Mar 20, 2011

Media writer Howard Kurtz ponders if NPR is actually its own worst enemy

Is NPR's "complete lack of a strategy to save itself" in the current crisis what's actually doing the most damage to the network? Media analyst Howard Kurtz explores that possibility for Newsweek today (Sunday March 20). He said that NPR staffers flown in for a recent meeting in Washington "groaned when executives said it would be too risky for them to aggressively defend NPR, and that perhaps they should get media training for Joyce Slocum, who took over on an interim basis after the firing of CEO Vivian Schiller" (Current, March 9).

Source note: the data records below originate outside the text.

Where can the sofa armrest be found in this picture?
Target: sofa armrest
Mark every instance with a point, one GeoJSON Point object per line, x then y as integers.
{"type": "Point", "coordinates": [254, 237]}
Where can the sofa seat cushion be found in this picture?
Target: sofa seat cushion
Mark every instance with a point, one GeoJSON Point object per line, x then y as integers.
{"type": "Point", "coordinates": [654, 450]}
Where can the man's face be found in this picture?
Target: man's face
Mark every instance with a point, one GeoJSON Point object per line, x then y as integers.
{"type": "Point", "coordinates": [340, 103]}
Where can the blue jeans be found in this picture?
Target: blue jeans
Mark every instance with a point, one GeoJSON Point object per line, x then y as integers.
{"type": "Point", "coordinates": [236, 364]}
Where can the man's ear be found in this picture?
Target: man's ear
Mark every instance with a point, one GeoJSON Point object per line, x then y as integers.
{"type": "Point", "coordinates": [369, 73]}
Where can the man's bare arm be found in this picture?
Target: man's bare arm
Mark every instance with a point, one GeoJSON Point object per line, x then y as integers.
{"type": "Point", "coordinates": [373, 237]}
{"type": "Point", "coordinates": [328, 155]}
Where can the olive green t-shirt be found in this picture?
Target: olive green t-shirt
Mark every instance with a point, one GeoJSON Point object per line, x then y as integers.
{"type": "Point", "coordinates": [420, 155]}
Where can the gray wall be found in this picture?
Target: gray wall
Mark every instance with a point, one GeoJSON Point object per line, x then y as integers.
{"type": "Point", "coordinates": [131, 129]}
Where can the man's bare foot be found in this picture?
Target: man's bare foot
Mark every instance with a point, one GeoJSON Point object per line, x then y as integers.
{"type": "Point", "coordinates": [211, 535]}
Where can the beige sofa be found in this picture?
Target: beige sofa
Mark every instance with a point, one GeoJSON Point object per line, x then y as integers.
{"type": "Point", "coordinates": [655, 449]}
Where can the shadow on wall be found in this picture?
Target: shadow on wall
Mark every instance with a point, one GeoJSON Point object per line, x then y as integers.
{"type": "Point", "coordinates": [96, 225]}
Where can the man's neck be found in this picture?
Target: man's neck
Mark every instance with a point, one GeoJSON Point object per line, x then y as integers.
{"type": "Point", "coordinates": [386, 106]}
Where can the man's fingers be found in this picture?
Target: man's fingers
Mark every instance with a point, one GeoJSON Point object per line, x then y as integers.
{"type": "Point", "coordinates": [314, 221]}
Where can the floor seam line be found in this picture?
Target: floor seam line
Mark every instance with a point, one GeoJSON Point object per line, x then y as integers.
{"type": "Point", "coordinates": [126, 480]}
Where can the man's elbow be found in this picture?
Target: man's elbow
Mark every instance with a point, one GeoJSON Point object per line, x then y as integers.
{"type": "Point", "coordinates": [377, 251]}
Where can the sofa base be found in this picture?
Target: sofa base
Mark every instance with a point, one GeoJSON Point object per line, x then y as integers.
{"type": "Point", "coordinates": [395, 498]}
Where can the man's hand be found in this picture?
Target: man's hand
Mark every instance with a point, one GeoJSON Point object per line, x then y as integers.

This American Life host Ira Glass also criticized NPR's reaction — or, rather, the lack of it. "Public radio is being hit with a barrage of criticism that it’s left-wing media — biased, reprehensible — and we’re doing nothing to stand up for our brand,” he said. “They’re not responding like a multimedia organization that’s actually growing and superpopular.”

One bit of good news from Patrick Butler, head of the Association of Public Television Stations and its new offshoot partnership with NPR, the Public Media Association. Butler said he is "encouraged by the fact that our friends are still our friends” in Congress, adding, "people are not deserting me in droves as I might have feared.”

1 comment:

  1. Great. No friends lost. Test of a true fight?

    Trust me, many in the public media sector groan every time a new "strategy," or lack thereof, is unveiled.

    Glass is correct: NPR and Public Media are built for just this kind of fight - and there's nothing to keep them from getting bloody. No precedent to say its unethical to defend ones own org, to *ahem* fulfill its mission to educate the public, regardless of their political leaning.